Eso ha originado graves problemas para las autoridades de ambos municipios, por los precarios presupuestos de que disponen para atenderlos y que permanecen hacinados desde hace varios meses en casas de campaña, sin que sus solicitudes al gobierno de la Unión Americana les hayan sido resueltas, lo que puede prolongarse por varios años.

Lo peor es que por el acuerdo aceptado por México, a cambio de que el gobierno del presidente Trump no aplicara aranceles a productos de nuestro país, tendrá todavía que recibir a miles más que EU deportará en las próximas semanas y que deberán permanecer por tiempo indefinido en territorio nacional, no solamente en ciudades fronterizas, lo que abarcará a otras entidades del resto de la república, e incluso la CDMX.

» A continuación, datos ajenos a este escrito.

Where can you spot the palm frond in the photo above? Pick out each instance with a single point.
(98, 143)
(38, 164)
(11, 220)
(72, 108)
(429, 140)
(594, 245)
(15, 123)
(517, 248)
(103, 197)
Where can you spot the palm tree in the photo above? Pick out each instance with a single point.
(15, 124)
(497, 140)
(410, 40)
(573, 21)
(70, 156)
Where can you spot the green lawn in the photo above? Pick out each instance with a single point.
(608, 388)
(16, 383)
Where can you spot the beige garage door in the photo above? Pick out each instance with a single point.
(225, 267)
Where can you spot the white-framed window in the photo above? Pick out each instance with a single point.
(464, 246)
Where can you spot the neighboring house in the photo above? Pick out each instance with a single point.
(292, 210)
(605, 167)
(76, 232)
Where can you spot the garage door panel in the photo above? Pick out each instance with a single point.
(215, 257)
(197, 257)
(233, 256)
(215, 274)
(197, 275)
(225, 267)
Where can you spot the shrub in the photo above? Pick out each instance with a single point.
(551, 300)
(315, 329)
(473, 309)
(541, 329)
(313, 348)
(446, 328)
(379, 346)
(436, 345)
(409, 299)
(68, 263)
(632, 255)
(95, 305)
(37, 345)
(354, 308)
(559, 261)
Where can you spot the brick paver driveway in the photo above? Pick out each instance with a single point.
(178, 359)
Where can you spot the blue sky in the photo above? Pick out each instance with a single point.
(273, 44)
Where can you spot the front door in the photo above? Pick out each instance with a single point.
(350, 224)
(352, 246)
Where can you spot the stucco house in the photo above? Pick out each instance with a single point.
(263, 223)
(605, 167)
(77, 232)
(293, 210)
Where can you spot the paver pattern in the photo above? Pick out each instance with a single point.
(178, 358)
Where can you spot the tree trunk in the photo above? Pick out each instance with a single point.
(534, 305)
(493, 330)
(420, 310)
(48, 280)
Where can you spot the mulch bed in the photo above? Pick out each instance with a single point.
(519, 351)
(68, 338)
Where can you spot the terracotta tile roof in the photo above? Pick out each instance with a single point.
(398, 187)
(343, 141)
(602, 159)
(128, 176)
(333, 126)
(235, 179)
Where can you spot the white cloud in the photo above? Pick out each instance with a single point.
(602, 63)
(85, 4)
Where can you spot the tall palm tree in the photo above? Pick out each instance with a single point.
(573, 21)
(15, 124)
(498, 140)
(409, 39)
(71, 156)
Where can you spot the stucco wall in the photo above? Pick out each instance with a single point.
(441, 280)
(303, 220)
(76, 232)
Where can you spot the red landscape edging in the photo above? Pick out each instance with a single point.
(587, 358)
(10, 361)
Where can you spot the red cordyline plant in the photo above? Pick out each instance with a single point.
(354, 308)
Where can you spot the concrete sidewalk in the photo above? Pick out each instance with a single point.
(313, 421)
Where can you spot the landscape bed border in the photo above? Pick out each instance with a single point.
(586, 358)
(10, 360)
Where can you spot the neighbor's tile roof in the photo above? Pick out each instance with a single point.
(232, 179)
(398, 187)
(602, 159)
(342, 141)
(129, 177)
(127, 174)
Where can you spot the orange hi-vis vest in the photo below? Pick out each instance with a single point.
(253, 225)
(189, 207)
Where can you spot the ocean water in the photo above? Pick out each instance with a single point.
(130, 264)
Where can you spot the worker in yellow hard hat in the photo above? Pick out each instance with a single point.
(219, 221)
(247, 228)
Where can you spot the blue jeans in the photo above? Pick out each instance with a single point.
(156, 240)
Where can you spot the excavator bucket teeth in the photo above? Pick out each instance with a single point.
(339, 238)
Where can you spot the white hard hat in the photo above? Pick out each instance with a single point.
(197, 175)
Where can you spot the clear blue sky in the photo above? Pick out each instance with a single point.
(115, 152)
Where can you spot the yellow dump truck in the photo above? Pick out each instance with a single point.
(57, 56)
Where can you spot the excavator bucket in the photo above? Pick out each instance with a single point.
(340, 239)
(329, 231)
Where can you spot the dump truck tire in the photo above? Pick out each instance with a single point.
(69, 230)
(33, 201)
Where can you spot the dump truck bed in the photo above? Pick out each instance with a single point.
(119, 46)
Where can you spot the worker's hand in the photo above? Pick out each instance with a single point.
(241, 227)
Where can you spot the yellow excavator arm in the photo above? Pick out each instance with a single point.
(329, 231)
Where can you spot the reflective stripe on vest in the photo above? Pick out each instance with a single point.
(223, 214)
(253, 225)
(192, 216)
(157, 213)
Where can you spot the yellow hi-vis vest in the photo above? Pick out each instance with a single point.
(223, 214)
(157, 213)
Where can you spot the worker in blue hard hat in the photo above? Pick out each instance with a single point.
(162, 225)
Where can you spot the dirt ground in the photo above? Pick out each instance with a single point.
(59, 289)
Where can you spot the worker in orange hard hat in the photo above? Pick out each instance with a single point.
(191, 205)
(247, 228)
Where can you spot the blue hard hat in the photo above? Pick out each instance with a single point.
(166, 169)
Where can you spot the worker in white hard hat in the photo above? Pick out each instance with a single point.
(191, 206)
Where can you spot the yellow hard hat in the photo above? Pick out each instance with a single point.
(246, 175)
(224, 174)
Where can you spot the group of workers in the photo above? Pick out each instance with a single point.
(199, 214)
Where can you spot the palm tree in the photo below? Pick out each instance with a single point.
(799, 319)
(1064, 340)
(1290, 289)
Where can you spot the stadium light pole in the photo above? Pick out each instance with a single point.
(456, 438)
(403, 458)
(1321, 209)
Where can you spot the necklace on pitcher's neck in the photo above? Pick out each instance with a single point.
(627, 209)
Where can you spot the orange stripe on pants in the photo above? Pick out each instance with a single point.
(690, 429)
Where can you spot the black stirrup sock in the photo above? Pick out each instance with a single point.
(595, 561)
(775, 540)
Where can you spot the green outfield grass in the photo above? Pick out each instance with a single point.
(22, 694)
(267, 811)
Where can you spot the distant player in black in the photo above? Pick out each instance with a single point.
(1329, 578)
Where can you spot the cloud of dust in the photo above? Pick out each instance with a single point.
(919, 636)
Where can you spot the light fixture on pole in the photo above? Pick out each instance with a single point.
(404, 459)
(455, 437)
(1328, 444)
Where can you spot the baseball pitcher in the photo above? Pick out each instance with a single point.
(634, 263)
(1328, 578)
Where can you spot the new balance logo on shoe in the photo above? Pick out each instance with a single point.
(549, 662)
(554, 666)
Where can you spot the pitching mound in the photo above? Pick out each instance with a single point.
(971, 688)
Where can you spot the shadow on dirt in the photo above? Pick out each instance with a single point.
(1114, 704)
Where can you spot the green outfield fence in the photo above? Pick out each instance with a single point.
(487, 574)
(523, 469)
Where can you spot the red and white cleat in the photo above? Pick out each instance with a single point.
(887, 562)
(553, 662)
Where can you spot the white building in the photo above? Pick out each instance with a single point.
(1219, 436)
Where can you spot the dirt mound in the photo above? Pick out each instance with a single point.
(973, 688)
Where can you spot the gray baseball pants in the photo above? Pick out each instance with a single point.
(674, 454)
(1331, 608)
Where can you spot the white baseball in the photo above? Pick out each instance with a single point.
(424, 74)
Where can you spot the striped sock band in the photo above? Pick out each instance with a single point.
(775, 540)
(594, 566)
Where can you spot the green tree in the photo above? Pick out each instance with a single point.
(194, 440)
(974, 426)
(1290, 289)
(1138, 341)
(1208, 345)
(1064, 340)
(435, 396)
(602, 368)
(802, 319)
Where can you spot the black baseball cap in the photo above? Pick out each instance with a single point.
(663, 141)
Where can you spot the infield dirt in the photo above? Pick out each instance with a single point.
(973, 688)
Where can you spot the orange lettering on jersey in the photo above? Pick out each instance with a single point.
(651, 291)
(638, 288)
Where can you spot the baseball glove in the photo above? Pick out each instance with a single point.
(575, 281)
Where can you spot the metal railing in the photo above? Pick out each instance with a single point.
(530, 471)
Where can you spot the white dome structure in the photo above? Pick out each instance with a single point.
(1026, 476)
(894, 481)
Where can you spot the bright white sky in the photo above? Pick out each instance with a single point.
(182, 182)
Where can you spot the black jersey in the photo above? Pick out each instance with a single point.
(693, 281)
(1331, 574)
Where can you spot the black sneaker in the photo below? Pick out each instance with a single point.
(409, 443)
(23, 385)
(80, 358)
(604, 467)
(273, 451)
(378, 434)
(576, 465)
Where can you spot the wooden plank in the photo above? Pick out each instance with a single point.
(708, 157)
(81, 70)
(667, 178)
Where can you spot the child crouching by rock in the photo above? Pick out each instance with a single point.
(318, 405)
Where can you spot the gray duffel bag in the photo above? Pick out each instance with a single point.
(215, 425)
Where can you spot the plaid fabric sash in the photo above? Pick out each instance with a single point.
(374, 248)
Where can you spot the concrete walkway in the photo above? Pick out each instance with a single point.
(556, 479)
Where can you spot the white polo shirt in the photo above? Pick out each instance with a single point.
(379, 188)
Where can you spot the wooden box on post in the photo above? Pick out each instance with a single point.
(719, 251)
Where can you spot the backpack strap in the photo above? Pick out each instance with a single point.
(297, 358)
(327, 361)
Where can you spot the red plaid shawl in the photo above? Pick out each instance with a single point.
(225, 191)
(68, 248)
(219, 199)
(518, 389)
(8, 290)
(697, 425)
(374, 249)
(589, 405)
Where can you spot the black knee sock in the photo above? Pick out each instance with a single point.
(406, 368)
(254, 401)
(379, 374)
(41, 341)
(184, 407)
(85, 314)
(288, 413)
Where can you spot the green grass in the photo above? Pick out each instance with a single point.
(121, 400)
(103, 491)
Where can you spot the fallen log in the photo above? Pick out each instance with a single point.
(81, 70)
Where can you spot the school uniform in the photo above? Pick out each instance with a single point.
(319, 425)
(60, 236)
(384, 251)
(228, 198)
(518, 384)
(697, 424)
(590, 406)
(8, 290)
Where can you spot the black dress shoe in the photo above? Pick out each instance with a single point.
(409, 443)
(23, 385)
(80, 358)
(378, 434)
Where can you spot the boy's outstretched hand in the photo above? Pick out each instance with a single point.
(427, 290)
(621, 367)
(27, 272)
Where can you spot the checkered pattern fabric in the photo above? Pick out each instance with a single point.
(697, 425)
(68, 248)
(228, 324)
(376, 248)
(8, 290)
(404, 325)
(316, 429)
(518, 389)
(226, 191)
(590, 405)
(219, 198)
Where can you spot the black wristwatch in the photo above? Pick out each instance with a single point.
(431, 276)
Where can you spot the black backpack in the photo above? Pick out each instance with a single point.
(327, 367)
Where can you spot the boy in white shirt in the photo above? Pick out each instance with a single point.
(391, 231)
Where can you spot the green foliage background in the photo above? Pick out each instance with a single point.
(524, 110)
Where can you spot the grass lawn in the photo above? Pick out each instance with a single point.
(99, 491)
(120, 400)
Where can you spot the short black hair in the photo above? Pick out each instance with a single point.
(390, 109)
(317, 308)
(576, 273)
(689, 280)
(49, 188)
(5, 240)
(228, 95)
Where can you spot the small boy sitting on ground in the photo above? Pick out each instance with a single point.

La designación de Omar Javier García Harfuch como nuevo titular de la Policía de Investigación de la capital de la república, anunciada por la Jefa de Gobierno, Claudia Sheinbaum, es un acierto ante los no pocos desaciertos que ha tenido a lo largo de su gestión, sobre todo en un área tan delicada como es la seguridad, ante la ola de violencia que azota en las 16 alcaldías, en algunas de las cuales se registran asesinatos de estudiantes de universidades privadas.

El nuevo funcionario llega a esa encomienda con un bagaje de experiencia y capacidad sobradamente demostradas a lo largo de su trayectoria y en un momento en el que urge poner un alto a los multiplicados índices de criminalidad que han generalizado por igual indignación y temor ciudadanos.